A second significant point about Madame Lebrun's admission is made near the end of her account where she writes: "I gave as my reception piece Peace Bringing Back Abundance" (Plate 24.1, 1783-4). Recall that the Academy's proceedings record no reception piece, no rank. Yet this painting was, in fact, widely known as her morceau de reception. It is listed in the Salon livret and discussed throughout the Salon literature as such. Was this work the dangerous substitute, the proffering and approval of which some academic official erased? Is this the painting that is covered over, surchargee de ratures? And if it is, what larger story does the effacing conceal? Here is what I imagine it to be:

Madame Lebrun is both gifted and ambitious. The daughter of a guild painter and a hairdresser, she has become not only the court artist to Marie Antoinette, but an intimate of the noble and the accomplished. Through talent, achievement, hard work, and personal assets (beauty, grace, a lively mind) she has erljoyed considerable social mobility and has developed great self-confidence.
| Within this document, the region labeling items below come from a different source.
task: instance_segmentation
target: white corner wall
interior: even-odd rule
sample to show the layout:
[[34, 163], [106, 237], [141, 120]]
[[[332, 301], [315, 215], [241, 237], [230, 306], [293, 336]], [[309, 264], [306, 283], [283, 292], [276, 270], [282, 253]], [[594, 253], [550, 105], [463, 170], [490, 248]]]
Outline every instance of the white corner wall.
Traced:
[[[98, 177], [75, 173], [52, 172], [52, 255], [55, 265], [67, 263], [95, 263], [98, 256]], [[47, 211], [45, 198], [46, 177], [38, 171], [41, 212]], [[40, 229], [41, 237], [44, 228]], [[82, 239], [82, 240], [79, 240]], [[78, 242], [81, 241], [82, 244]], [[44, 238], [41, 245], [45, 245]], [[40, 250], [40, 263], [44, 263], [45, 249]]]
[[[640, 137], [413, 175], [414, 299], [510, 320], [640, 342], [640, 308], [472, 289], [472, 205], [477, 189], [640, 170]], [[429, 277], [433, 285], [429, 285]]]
Anticipating that the Academy doors will be opened to her, she sets out to demonstrate that she is not a mere portraitist. She plans to enter herself as a history painter, as an artist of the highest rank, the rank closed to women. (And perhaps she also plots a little revenge on her detractors.) On May 31 she sits through the Academy meeting where an entire scenario has been staged. She notices - perhaps with satisfaction, perhaps with rancor - that her enemy Pierre has chosen to absent himself from the proceedings. The corporate body accepts her by order and in pointed contrast elects Madame Guiard and chooses her reception piece(s) from among the portraits she has brought. Madame Lebrun is asked to bring her work to the next meeting. She has expected the request and on June 3 she presents to the academicians the allegory «Peace Bringing Back Abundance." Allegory, she knows, falls into the category of history painting. Seeing the work some faces set into stony grimaces, for given the protection of the queen and the order of the king, and given that they have already admitted the painter, the academicians are in no position to rifuse her work. The beautiful Madame Lebrun is laughing.